Results of the first evaluation stage (objective metrics)

Tables of results

  • The tables of results contain the mean performance in terms of
    • SI-SDR on the complete evaluation set of the reverberant LibriCHiME-5 dataset;
    • OVRL, BAK and SIG scores as computed by DNS-MOS on the eval/1 subset of the CHiME-5 dataset.
  • You can click on the name of a system to access the corresponding paper. For the moment, the provided papers are extended abstracts (except for the baseline). The full papers (2 to 6 pages) describing the systems will be published after the CHiME-2023 workshop.

  • OOD teacher, RemixIT, and RemixIT-VAD are part of the baseline.

Ranking based on the mean SI-SDR score

Reverberant LibriCHiME-5 (eval set) CHiME-5 (eval/1 subset)
SI-SDR ranking System name (abbreviation) SI-SDR (dB) OVRL BAK SIG
1 NWPU and ByteAudio (N&B) 13.0 3.07 3.93 3.39
2 Sogang ISDS1 (ISDS1) 12.4 2.90 3.60 3.39
2 Sogang ISDS2 (ISDS2) 12.4 2.88 3.70 3.32
4 RemixIT-VAD 10.1 2.84 3.62 3.28
5 RemixIT 9.4 2.82 3.64 3.26
6 Conformer Metric GAN +/+
7.8 3.40 3.97 3.76
6 OOD teacher 7.8 2.88 3.59 3.33
8 Input 6.6 2.84 2.92 3.48
9 Conformer Metric GAN +/+
Fine Tuned
4.7 3.55 3.93 3.92

Ranking based on the mean OVRL score

CHiME-5 (eval/1 subset) Reverberant LibriCHiME-5 (eval set)
OVRL ranking System name (abbreviation) OVRL BAK SIG SI-SDR (dB)
1 Conformer Metric GAN +/+
Fine Tuned
3.55 3.93 3.92 4.7
2 Conformer Metric GAN +/+
3.40 3.97 3.76 7.8
3 NWPU and ByteAudio (N&B) 3.07 3.93 3.39 13.0
4 Sogang ISDS1 (ISDS1) 2.90 3.60 3.39 12.4
5 Sogang ISDS2 (ISDS2) 2.88 3.70 3.32 12.4
5 OOD teacher 2.88 3.59 3.33 7.8
7 RemixIT-VAD 2.84 3.62 3.28 10.1
7 Input 2.84 2.92 3.48 6.6
9 RemixIT 2.82 3.64 3.26 9.4


The figures below show the performance of the different systems with boxplots and violin plots. In each figure, the systems are ranked based on their mean performance, which is indicated by a black dot.
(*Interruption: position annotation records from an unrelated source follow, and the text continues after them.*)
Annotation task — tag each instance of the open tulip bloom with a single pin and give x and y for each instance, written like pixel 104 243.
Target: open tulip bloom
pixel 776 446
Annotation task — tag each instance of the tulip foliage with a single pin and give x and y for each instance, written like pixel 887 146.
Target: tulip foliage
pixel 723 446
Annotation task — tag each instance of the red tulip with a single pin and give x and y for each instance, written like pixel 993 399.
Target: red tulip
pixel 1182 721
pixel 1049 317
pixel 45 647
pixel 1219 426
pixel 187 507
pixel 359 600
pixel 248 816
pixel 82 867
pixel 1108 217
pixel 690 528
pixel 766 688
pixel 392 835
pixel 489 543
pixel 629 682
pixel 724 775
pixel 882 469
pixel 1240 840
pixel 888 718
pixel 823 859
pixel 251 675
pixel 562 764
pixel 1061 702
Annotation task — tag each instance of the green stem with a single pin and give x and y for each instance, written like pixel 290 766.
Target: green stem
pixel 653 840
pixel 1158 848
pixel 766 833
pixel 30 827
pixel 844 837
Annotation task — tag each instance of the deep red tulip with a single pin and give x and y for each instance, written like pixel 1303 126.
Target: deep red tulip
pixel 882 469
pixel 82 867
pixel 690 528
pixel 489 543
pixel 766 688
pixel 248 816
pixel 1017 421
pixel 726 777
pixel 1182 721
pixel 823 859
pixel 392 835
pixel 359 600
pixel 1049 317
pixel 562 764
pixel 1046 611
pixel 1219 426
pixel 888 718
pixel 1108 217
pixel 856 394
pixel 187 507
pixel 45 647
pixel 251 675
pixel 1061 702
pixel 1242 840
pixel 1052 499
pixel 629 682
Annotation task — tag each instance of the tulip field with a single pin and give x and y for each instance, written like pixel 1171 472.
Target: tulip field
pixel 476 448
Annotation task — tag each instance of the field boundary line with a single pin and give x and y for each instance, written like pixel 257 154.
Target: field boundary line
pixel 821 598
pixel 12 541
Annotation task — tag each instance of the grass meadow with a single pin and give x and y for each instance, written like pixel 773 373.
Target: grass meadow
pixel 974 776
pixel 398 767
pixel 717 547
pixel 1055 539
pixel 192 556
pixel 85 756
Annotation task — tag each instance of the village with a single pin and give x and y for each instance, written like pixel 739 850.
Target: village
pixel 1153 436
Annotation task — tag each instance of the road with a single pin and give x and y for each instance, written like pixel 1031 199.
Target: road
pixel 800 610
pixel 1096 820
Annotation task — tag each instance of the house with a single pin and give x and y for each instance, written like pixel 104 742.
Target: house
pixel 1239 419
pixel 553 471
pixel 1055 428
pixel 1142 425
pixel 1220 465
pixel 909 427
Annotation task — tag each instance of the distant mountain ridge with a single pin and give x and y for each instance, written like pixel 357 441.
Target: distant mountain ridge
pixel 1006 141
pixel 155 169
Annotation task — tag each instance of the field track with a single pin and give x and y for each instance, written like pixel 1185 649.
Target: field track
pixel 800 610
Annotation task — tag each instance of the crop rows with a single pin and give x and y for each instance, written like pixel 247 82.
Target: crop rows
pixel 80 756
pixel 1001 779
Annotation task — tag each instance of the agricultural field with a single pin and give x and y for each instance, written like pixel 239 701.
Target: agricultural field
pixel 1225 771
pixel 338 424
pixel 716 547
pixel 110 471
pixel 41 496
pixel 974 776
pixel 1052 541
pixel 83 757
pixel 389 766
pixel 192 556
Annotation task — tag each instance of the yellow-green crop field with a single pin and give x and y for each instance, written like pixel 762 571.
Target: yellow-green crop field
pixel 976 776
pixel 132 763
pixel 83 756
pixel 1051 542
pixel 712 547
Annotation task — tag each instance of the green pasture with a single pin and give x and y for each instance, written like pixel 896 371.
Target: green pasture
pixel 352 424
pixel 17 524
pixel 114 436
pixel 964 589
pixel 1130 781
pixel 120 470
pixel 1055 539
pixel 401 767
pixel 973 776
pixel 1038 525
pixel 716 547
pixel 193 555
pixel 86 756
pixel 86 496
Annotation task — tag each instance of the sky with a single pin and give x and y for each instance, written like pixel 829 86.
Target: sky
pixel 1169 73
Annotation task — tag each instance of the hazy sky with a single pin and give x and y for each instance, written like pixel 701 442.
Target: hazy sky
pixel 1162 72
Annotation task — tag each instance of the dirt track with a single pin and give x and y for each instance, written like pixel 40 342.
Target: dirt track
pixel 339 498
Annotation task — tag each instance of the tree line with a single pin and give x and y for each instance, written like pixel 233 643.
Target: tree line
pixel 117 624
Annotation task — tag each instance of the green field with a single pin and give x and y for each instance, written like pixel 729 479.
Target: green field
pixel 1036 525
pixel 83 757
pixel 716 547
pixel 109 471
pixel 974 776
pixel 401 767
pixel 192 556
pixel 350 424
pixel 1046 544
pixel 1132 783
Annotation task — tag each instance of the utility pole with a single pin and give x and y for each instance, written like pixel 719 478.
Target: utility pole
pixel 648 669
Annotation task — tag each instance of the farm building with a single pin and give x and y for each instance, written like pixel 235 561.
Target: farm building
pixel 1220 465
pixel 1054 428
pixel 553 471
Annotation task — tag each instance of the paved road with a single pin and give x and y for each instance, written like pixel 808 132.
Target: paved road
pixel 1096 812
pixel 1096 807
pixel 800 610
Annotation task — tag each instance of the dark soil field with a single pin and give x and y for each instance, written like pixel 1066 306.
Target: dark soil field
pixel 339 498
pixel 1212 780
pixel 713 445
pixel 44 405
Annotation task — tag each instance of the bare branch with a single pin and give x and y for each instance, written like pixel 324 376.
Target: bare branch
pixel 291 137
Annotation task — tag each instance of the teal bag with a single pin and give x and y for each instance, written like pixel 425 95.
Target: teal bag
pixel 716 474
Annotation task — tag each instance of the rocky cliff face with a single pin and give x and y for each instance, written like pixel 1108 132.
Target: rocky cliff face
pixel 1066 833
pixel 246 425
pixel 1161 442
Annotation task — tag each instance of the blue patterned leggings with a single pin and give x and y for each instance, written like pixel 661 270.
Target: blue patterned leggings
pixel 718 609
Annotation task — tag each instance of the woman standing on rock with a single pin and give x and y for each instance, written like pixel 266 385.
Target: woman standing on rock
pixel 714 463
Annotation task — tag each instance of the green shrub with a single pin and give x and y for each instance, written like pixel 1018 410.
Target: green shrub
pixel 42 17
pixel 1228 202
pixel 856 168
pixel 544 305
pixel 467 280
drawing drawing drawing drawing

Systems selected for the second evaluation stage

The systems selected for the listening test are:

The selection procedure was the following:

  • We selected the top 3 entries in terms of OVRL score on CHiME-5. In case of multiple entries for a same team we only kept the best one. This led to S1 = {CMGAN-FT, N&B, ISDS1}.
  • We selected the top 3 entries in terms of SI-SDR on reverberant LibriCHiME-5. In case of multiple entries for a same team we only kept the best one. This led to S2 = {N&B, ISDS1, RemixIT-VAD}.
  • The union of S1 and S2 gave the above-listed systems selected for the listening test.

Results of the second evaluation stage (listening test)

Brief description of the listening test

The listening test followed the ITU-T Recommendation P.835. It was conducted in-person by Hend ElGhazaly and Jon Barker at the University of Sheffield (UK) between July 17 and August 9, 2023.

Participants were seated in a listening booth and listening over headphones to short speech samples (4–5 seconds). Each trial consisted of three presentations of the same sample, to collect three different subjective reports. In the different presentations participants were instructed to either focus on the speech signal and rate how natural it sounded (SIG rating scale), focus on the background noise and rate how noticeable or intrusive this background was (BAK rating scale), or attend to both the speech and the background noise and rate the overall quality of the sample (OVRL rating scale), quality being defined in the perspective of everyday speech communication. The order of presentations was counterbalanced across participants. The ratings were reported on 5-point Likert scales. For more information you can read the instructions that were provided to the listeners.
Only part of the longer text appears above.